If I fix the quality at around 40dB PSNR in each frame (which is pretty good quality for my input sequences) a talking head sequence (at 30fps) is around 200kbits/sec. Talking heads with a busy background (like people talking at a party), is around 500kbps. Two people beating the crap out of each other with the camera doing its nut panning around them is around 700kbps. This is using SQ, and I think I can do much better with VQ. How much better is going to be the killer question. I have my own theories, and they make me warm and fuzzy, but I'll not say anything till I have it working.

Known Bugs/Issues

A problem is I haven't figured out a nice way to get real streams into the encoder yet, without going via a bunch of still frames. I'm looking at the ffmpeg stuff for this. It looks really simple to use, and well done too.

I send the LL band of my wavelet transform as raw data at the moment. Absolutely zero compression. As I improve other things, this becomes more and more important. I'll do something after the VQ stuff is done. Dunno what yet.

Error is strictly held below a certain threshold at the moment. This is bad, as I can probably throw all sorts of stuff away if I have a better idea of what won't be noticed. I have a cunning plan on how to do this, but have not implemented it yet. I could probably squeeze another 20-40% out of the current code (SQ based) if I added this.

Current Plans

My current plan is to add a Vector Quantiser to my wavelet codec. This should dramatically improve the visual quality, and give me a lot more leeway for picking lower bitrates. I intend to use a hybrid classification/finite state/gain shape Pruned-TSVQ eventually.

I need to get a good supply of varied video streams to train my VQ codebook. High quality interlace-artifact free stuff. At the moment I am using some Buffy episodes encoded with MPEG-1 and a few video clips I extracted from a DVD before Broadcast 2000 weirded out on me. I may add an ffmpeg section to my code just to get training sequences.

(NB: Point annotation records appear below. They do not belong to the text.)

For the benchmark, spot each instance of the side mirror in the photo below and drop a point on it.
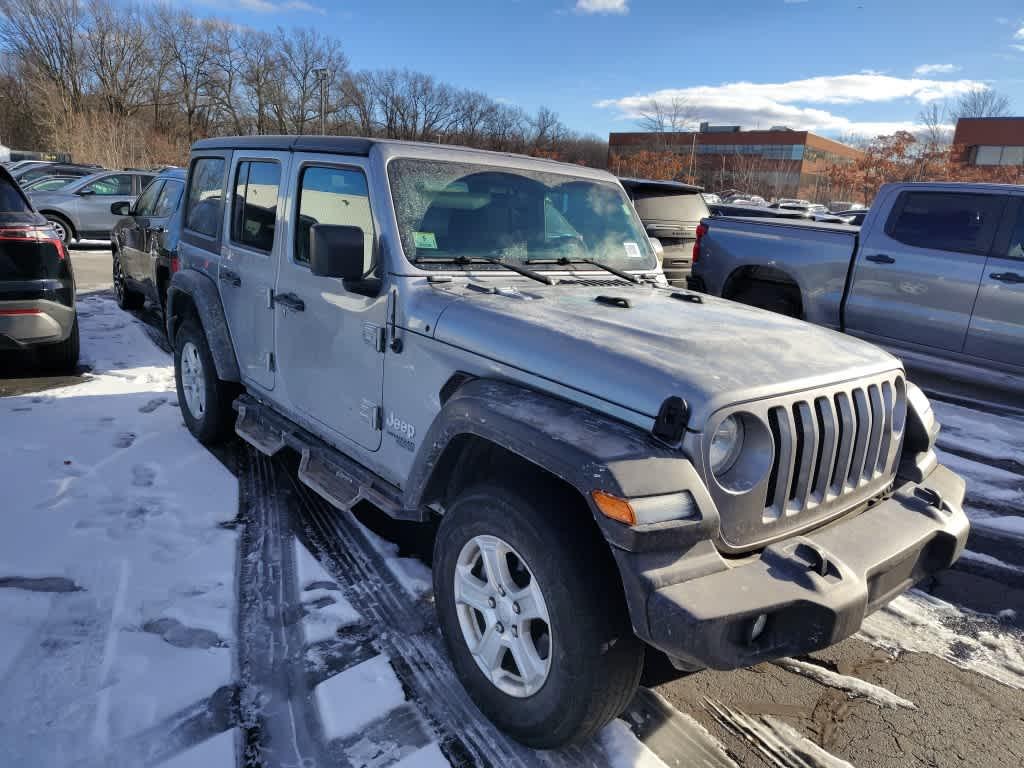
(336, 251)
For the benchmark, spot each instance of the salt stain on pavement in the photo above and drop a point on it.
(118, 499)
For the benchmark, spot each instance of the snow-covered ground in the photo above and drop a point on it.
(118, 583)
(119, 597)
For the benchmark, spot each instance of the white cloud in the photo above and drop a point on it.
(936, 69)
(267, 6)
(795, 103)
(602, 6)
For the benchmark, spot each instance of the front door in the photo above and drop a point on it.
(916, 279)
(997, 325)
(248, 262)
(132, 243)
(330, 335)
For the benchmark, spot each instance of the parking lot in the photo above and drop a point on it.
(299, 629)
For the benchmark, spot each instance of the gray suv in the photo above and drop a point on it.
(485, 342)
(81, 210)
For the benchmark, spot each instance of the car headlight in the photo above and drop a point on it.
(726, 444)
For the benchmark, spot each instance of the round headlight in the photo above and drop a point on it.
(726, 444)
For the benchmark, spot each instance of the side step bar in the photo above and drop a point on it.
(340, 480)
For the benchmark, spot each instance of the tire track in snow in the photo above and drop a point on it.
(279, 720)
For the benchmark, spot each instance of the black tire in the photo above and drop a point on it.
(596, 659)
(127, 297)
(62, 227)
(773, 298)
(62, 356)
(215, 421)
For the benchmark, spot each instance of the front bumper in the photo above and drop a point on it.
(813, 590)
(31, 322)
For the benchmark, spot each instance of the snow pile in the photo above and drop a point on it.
(854, 687)
(325, 609)
(117, 584)
(916, 622)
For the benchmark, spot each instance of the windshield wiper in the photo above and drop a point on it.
(564, 260)
(466, 260)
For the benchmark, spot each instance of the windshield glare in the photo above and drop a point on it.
(450, 211)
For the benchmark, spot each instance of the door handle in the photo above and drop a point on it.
(1007, 276)
(290, 301)
(226, 275)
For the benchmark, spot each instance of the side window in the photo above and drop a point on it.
(945, 221)
(333, 196)
(254, 211)
(168, 201)
(206, 197)
(144, 204)
(115, 184)
(1016, 247)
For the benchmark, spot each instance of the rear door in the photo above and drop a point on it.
(248, 264)
(93, 207)
(330, 338)
(915, 280)
(997, 324)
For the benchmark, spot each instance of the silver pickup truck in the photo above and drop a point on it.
(935, 273)
(485, 343)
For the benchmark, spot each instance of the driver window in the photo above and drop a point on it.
(116, 184)
(333, 196)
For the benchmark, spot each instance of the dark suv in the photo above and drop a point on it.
(671, 212)
(144, 242)
(37, 285)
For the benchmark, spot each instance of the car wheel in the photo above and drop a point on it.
(534, 615)
(205, 399)
(127, 298)
(61, 226)
(62, 356)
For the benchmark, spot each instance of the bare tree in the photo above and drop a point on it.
(667, 116)
(935, 119)
(980, 102)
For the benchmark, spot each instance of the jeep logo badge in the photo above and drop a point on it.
(402, 431)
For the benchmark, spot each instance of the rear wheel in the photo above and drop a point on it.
(127, 298)
(534, 616)
(62, 356)
(205, 399)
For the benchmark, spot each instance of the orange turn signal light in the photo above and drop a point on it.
(614, 508)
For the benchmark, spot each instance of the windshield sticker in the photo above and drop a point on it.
(426, 241)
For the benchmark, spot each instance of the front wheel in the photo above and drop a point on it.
(534, 616)
(205, 399)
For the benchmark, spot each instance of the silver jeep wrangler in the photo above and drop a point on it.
(486, 342)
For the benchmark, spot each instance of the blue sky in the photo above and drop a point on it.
(836, 67)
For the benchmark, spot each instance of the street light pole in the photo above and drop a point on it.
(322, 77)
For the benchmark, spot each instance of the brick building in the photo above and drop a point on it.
(990, 141)
(776, 163)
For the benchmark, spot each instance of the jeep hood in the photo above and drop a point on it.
(712, 353)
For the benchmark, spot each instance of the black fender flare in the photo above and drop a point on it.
(588, 450)
(203, 293)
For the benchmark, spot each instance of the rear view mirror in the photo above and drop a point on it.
(658, 248)
(336, 251)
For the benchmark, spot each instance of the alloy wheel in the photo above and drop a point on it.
(503, 615)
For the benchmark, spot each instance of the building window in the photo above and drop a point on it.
(987, 156)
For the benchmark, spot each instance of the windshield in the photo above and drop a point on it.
(450, 211)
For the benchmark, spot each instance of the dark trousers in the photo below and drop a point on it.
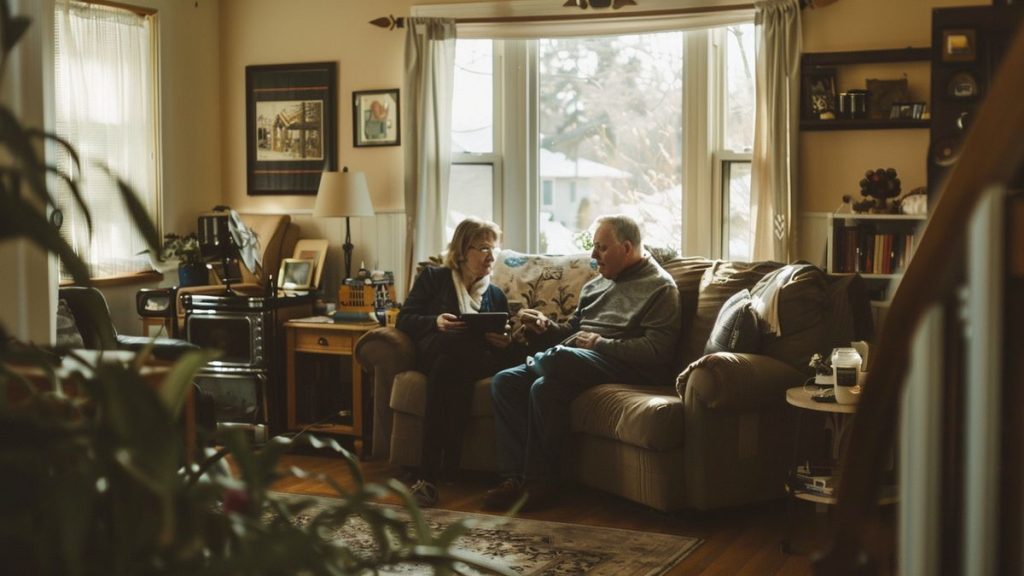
(531, 406)
(452, 363)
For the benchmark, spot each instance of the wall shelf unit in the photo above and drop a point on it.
(877, 246)
(812, 63)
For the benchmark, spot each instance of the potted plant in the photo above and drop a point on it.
(192, 271)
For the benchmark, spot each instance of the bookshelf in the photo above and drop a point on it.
(877, 246)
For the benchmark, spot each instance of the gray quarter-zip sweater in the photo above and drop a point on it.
(637, 315)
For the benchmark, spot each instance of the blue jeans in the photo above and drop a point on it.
(531, 406)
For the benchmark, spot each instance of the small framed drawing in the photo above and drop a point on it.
(296, 274)
(819, 93)
(291, 126)
(315, 250)
(376, 119)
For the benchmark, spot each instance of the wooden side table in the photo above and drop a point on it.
(334, 339)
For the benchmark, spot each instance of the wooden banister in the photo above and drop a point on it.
(992, 152)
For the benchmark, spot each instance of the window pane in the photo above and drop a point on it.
(470, 194)
(611, 134)
(104, 108)
(472, 122)
(739, 229)
(739, 88)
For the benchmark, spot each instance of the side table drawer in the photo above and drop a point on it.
(324, 341)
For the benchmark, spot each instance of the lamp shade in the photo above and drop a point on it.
(343, 194)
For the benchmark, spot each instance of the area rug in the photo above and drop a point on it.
(531, 546)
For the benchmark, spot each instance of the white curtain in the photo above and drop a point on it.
(429, 80)
(104, 107)
(773, 169)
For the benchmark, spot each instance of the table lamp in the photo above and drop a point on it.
(343, 194)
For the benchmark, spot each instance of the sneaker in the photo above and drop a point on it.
(425, 493)
(505, 496)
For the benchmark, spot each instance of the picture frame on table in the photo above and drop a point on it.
(291, 127)
(376, 118)
(818, 93)
(312, 249)
(296, 274)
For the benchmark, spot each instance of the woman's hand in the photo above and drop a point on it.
(534, 320)
(450, 323)
(500, 341)
(586, 340)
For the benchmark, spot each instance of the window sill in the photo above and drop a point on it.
(123, 280)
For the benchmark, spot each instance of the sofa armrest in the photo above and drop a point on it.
(737, 381)
(387, 352)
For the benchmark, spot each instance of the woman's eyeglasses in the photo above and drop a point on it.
(486, 250)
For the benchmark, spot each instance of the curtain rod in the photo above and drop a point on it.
(391, 23)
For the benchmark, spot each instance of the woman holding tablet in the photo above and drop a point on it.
(450, 354)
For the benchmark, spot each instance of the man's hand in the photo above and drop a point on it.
(586, 340)
(499, 340)
(450, 323)
(534, 320)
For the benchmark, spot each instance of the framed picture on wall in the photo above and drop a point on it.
(376, 118)
(291, 126)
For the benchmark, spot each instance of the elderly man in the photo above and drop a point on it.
(624, 330)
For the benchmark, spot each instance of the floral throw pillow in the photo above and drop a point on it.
(550, 284)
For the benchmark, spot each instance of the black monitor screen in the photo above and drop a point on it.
(230, 334)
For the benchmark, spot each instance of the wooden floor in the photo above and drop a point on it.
(738, 541)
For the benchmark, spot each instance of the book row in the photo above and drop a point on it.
(866, 251)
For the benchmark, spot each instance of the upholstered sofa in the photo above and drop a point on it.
(722, 436)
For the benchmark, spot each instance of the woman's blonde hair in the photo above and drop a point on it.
(466, 234)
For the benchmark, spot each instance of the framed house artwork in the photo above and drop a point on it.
(376, 119)
(291, 126)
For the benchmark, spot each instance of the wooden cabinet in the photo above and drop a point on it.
(815, 63)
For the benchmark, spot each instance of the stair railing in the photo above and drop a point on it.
(992, 153)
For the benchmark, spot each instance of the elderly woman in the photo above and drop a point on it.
(451, 356)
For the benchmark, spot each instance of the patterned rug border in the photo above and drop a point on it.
(686, 544)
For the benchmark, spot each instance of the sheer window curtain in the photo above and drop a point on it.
(104, 108)
(773, 167)
(429, 81)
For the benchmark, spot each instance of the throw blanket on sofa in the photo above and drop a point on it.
(764, 298)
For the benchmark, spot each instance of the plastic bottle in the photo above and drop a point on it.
(846, 365)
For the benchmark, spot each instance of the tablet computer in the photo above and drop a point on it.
(485, 321)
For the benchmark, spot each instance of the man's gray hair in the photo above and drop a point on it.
(625, 228)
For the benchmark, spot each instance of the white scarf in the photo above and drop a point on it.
(471, 298)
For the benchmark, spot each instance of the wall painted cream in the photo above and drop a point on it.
(833, 163)
(206, 45)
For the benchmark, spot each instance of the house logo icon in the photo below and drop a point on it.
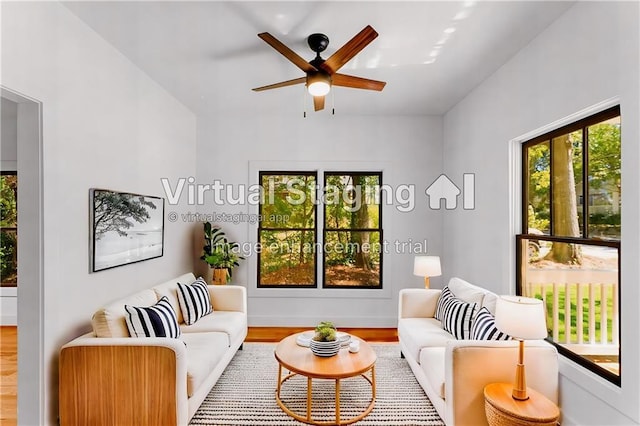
(443, 188)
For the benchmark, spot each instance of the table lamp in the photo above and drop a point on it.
(427, 266)
(522, 318)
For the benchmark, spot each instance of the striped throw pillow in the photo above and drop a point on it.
(458, 317)
(194, 300)
(158, 320)
(484, 327)
(445, 296)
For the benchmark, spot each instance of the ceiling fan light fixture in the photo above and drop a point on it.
(318, 84)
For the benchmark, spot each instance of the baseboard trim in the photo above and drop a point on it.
(9, 320)
(275, 334)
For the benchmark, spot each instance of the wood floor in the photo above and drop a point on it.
(9, 358)
(8, 375)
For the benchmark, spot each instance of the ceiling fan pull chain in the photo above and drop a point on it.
(304, 103)
(333, 102)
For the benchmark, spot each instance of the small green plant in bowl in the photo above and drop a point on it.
(325, 341)
(325, 332)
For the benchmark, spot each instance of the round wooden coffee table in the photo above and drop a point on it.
(300, 360)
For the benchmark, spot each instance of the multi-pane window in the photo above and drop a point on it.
(352, 230)
(287, 230)
(8, 229)
(569, 249)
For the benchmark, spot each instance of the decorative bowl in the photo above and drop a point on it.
(324, 348)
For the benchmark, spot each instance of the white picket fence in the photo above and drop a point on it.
(589, 286)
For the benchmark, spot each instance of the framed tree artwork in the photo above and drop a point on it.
(125, 228)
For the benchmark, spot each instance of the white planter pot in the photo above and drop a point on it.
(324, 348)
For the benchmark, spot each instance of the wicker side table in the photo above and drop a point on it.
(503, 410)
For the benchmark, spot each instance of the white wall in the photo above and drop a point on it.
(8, 162)
(589, 55)
(407, 149)
(105, 124)
(9, 136)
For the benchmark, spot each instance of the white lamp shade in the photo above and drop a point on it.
(427, 266)
(318, 84)
(319, 88)
(521, 317)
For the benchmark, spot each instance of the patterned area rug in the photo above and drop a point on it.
(245, 393)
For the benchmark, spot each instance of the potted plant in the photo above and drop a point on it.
(325, 341)
(220, 254)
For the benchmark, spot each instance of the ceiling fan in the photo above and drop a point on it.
(321, 73)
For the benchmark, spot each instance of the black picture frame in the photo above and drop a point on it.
(125, 228)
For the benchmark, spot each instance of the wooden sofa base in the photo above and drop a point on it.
(117, 385)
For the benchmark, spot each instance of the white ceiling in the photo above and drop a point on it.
(207, 53)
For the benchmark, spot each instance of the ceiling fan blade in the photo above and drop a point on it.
(349, 50)
(287, 53)
(356, 82)
(318, 103)
(281, 84)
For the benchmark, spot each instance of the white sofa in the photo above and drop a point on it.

At some point, I will get around to adding the error handling I mentioned in the issues section. It's not a priority because it's relatively simple and I have more difficult things to do.

Finally, I need to spend some time cleaning things up before I plug in the new quantiser. The code is monolithic and ugly at the moment, as if someone just hacked it together as a prototype. Gee. I wonder why? :-)

Anyone who would like to help with donations of short high-quality video clips, please feel free to mail me and we'll make a plan. I need lots of different samples, of maybe 30 frames apiece.

Conclusion

I am writing my code in between other things at the moment, and will start releasing source when I have stabilised the format. I'll be using Ogg as the stream encapsulation format, and probably thus for audio too.